Keeping a PC from the early 2000s or even late 1990s working is a difficult job. Leaking capacitors and clock batteries are the least of your worries. Most likely the retro PC has an aging hard drive with a Parallel ATA interface that is no longer as reliable as it were in the day. A logical course of action will be to replace it with an SSD. While there are cheap PATA SSDs on the market, they will one day become extinct, making it difficult to fix those old PCs. Apparently, there is a solution: build your own 2.5-inch SSD with an IDE interface.
This is perhaps what Dosdude1 thought as he decided to build their own drive based on Silicon Motion’s SM2236 controller and up to four 512Gb NAND ICs in a BGA152 or BGA132 packaging. Ironically, to build an SSD (whether one of the best SSDs or a cheap drive), one needs basic PCB routing, soldering, and programming skills. Meanwhile, to produce NAND flash memory and an SSD controller, one needs multi-billion fabs and advanced packaging facilities.
The GitHub post created by Dosdude1 contains blueprints of a 2.5-inch PATA SSD powered by the SMI SM2236 controller, a PCB design, and PCB schematics. The information gleaned from open documents and a serious amount of reverse engineering. Those who decide to build such an SSD will have to procure the controller, memory chips, and build a printed circuit board using the provided design. Also, they will have to find Silicon Motion’s SM2236 Mass Production Tool (MPTool) that lists compatible memory chips as well as datasheets for those NAND ICs to set correct voltages for these chips.

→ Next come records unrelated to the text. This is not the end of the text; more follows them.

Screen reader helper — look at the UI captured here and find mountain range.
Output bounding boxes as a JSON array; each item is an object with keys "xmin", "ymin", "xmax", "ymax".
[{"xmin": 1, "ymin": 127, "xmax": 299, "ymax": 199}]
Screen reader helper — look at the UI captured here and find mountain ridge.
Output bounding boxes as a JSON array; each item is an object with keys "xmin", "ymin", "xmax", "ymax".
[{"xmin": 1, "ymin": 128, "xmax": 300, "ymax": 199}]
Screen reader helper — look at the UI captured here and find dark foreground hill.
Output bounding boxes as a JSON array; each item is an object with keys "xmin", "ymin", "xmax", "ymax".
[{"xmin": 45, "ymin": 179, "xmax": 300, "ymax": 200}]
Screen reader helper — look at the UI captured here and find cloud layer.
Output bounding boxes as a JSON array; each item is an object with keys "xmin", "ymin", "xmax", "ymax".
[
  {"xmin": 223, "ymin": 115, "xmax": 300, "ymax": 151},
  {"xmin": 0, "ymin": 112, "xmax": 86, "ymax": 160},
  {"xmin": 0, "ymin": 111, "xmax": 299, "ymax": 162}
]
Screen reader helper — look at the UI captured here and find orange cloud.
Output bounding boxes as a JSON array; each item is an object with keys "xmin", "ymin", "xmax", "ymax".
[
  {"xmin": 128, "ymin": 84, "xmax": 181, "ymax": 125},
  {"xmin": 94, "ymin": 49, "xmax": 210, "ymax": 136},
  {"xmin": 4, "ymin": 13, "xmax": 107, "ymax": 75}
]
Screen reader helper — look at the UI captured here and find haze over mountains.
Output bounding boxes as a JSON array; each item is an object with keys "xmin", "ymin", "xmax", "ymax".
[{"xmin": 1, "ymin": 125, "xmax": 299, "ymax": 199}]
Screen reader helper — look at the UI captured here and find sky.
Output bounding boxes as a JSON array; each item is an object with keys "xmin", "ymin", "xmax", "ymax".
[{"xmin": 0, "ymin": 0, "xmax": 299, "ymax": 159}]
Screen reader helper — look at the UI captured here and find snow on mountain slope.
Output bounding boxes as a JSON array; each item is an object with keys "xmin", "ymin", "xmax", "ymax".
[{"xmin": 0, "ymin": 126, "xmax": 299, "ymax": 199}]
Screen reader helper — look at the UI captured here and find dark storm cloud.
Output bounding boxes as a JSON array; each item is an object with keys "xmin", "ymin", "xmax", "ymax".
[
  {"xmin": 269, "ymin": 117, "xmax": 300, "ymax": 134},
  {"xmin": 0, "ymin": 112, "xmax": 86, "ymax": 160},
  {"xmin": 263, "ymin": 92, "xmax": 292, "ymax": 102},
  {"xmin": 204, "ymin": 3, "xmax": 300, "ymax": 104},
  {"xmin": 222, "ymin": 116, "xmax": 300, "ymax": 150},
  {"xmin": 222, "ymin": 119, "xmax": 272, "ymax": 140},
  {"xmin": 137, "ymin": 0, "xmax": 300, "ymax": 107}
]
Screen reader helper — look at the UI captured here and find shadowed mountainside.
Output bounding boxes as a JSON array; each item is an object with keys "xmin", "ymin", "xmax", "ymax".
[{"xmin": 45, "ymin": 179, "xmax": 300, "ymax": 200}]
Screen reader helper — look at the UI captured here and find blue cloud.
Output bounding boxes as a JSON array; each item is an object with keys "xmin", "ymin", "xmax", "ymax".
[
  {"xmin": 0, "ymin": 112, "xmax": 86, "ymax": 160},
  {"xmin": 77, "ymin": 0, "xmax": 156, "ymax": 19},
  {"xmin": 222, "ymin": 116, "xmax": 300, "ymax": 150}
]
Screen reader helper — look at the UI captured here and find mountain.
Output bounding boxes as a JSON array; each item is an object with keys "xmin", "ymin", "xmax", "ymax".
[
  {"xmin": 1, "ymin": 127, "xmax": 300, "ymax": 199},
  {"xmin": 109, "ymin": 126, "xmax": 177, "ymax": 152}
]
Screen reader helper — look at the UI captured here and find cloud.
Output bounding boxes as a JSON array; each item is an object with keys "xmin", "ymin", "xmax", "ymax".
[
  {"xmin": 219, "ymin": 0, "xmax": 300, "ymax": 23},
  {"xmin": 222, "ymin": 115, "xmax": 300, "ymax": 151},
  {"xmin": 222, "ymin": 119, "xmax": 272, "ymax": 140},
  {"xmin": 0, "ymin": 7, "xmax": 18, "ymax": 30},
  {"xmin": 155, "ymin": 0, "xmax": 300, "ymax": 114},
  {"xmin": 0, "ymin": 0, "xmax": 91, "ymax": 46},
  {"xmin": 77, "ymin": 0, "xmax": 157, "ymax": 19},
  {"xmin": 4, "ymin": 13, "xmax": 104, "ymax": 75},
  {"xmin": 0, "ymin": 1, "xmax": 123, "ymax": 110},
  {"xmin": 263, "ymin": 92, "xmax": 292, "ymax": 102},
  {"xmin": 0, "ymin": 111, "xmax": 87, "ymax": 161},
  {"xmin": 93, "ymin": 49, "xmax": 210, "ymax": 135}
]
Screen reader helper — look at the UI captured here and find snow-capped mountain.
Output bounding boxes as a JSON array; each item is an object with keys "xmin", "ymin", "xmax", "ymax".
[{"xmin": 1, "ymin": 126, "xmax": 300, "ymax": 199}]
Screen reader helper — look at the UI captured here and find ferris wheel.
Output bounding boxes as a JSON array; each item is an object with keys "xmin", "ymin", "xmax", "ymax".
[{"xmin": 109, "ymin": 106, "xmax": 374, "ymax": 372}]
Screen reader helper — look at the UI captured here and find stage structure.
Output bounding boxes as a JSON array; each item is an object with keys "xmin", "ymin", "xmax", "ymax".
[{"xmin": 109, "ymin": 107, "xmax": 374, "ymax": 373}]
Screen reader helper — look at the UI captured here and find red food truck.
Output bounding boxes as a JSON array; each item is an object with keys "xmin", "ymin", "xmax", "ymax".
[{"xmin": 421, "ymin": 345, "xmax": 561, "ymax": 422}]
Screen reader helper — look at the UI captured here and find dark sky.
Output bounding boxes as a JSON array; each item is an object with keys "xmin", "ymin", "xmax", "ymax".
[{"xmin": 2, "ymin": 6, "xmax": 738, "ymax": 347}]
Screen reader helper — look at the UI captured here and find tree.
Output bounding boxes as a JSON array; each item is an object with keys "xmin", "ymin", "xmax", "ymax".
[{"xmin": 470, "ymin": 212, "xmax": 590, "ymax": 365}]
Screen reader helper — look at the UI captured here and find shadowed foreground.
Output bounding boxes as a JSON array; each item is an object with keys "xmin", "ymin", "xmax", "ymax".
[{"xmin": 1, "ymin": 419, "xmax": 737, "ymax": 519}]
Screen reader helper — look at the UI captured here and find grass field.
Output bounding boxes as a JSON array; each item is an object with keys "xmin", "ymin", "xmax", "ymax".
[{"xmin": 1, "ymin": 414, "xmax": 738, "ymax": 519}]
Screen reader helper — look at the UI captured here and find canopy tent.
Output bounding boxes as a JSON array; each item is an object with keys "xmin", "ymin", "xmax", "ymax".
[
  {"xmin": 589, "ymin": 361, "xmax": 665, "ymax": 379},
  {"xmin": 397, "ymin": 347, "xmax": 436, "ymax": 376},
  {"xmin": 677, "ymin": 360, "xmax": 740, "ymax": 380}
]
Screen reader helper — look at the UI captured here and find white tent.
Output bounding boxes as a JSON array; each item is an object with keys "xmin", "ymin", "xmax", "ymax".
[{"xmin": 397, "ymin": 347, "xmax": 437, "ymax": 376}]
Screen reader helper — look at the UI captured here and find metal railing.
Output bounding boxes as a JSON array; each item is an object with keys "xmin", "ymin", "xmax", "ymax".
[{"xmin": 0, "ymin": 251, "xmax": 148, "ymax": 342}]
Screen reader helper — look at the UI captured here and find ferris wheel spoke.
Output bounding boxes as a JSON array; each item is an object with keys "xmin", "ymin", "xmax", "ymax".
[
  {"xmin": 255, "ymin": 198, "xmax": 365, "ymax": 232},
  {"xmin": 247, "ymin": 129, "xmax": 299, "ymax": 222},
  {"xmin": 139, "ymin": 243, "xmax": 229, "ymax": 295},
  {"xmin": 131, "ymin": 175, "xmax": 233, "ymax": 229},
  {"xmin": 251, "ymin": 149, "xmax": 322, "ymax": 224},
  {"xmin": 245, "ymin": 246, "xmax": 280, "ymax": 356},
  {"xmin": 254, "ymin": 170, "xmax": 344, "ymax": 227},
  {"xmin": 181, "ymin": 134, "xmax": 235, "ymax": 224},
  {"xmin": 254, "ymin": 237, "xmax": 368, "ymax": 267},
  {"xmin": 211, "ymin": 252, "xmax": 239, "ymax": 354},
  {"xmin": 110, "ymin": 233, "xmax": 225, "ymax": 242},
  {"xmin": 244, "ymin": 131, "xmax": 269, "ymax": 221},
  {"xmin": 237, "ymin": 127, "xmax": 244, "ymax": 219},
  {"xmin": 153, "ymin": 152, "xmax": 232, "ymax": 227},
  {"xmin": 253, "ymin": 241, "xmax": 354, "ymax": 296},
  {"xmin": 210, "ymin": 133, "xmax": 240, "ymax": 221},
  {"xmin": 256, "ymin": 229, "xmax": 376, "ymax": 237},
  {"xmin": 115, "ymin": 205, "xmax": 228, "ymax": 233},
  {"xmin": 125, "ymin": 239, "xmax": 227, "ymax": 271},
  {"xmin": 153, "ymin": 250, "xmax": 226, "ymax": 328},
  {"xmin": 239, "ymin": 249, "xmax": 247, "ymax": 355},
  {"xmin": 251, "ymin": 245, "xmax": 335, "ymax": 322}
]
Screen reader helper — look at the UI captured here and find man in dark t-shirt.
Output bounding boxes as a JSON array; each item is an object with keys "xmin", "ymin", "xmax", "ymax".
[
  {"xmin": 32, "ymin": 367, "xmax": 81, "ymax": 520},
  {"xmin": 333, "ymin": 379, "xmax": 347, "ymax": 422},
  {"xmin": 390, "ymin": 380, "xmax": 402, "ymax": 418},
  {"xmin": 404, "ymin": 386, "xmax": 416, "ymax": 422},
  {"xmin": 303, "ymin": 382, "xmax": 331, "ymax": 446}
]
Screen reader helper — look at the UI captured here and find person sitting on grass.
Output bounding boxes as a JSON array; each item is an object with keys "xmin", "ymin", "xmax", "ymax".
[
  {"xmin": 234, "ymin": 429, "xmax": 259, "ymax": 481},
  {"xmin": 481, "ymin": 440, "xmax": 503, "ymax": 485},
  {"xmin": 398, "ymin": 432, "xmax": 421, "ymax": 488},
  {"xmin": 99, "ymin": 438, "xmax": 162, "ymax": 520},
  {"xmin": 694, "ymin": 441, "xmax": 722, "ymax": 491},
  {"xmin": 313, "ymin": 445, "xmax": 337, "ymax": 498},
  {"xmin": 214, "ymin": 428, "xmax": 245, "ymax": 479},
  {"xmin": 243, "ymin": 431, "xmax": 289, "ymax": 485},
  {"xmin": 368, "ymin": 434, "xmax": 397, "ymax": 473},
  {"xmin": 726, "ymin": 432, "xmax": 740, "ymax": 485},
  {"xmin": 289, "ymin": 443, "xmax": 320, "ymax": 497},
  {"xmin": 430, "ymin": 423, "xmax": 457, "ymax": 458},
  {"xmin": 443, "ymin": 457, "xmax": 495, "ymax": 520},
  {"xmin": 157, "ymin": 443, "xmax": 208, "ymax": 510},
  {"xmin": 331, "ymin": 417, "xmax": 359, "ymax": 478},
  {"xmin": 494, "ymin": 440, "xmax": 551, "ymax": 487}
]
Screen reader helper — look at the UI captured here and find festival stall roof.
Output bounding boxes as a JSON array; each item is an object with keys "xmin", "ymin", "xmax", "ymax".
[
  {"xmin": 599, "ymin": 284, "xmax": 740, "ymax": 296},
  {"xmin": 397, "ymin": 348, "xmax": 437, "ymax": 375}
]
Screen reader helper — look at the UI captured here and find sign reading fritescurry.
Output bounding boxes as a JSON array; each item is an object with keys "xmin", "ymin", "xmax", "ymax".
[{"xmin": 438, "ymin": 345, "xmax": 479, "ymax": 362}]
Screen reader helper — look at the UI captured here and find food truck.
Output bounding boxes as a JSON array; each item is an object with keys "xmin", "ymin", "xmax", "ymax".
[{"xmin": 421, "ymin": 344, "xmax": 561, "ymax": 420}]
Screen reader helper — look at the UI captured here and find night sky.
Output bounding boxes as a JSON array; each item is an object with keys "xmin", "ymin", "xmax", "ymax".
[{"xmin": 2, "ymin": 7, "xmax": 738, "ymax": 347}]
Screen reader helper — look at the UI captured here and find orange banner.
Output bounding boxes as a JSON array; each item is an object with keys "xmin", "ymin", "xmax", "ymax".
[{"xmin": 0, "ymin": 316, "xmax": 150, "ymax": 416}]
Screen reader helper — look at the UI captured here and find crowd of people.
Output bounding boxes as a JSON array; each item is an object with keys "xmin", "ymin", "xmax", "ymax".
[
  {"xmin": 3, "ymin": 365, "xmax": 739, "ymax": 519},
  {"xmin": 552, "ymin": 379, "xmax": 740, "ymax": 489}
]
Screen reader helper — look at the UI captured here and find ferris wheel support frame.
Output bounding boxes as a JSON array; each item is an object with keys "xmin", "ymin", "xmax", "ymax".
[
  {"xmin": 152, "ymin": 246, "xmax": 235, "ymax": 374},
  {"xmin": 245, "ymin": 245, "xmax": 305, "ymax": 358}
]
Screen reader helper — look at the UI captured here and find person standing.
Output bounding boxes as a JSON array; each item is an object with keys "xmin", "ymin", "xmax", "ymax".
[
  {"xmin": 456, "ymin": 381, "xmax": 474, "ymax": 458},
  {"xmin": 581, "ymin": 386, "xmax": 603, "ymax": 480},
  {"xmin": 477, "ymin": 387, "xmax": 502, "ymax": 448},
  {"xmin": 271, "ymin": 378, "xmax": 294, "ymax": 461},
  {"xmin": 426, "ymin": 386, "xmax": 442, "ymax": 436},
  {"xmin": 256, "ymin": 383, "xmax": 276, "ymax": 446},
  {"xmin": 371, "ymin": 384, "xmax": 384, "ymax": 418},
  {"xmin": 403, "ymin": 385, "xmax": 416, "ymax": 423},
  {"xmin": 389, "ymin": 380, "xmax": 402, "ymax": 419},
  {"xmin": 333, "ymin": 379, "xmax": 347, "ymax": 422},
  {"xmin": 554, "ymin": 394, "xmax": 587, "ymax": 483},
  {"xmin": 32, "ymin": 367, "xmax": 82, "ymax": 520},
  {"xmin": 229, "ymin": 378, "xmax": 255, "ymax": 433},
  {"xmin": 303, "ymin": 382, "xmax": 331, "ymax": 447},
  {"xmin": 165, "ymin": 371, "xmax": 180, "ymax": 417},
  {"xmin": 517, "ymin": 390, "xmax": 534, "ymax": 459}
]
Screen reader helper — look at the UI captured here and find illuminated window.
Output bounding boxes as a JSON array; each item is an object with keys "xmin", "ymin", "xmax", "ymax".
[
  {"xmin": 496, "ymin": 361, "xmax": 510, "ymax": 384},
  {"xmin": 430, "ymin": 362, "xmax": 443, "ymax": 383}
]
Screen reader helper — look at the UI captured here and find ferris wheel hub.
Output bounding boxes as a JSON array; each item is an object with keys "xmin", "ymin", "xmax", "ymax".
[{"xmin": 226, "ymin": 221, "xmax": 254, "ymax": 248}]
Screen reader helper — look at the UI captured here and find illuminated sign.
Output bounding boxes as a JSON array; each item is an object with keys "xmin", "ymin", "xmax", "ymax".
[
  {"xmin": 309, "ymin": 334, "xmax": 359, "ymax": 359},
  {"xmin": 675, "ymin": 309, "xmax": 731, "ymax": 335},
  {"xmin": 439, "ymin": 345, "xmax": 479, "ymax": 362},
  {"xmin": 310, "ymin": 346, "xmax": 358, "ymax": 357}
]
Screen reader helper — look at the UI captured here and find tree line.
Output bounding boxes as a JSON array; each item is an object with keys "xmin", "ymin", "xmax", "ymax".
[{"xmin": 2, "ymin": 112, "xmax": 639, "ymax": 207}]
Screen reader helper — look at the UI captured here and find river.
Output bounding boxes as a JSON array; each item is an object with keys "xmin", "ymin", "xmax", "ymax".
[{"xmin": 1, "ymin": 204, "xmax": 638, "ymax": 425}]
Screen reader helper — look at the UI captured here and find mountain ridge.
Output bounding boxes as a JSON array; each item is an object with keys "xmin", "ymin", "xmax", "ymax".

Once the drive is assembled, the SM2236 SSD controller will have to be programmed for the installed NAND ICs. This part appears to be interesting as the controller has to be programmed using a Windows-based system running the SM2236 MPTool, yet the SSD will not work if connected simply to a PATA port, but it has to be connected using a PATA-to-USB bridge to the system.
While building a PATA SSD seems to be relatively simple, the question is whether for now it makes sense to DIY such a drive. There are still inexpensive PATA SSDs sold at Amazon (opens in new tab) or another option is to use a CF to IDE adapter. They may not be cheap by today’s standards, but it may be easier to buy one than to build a storage device at home. Yet, these drives will not stay on the market for much longer as IDE or PATA systems have not been produced for quite a while and demand for such SSDs is weak.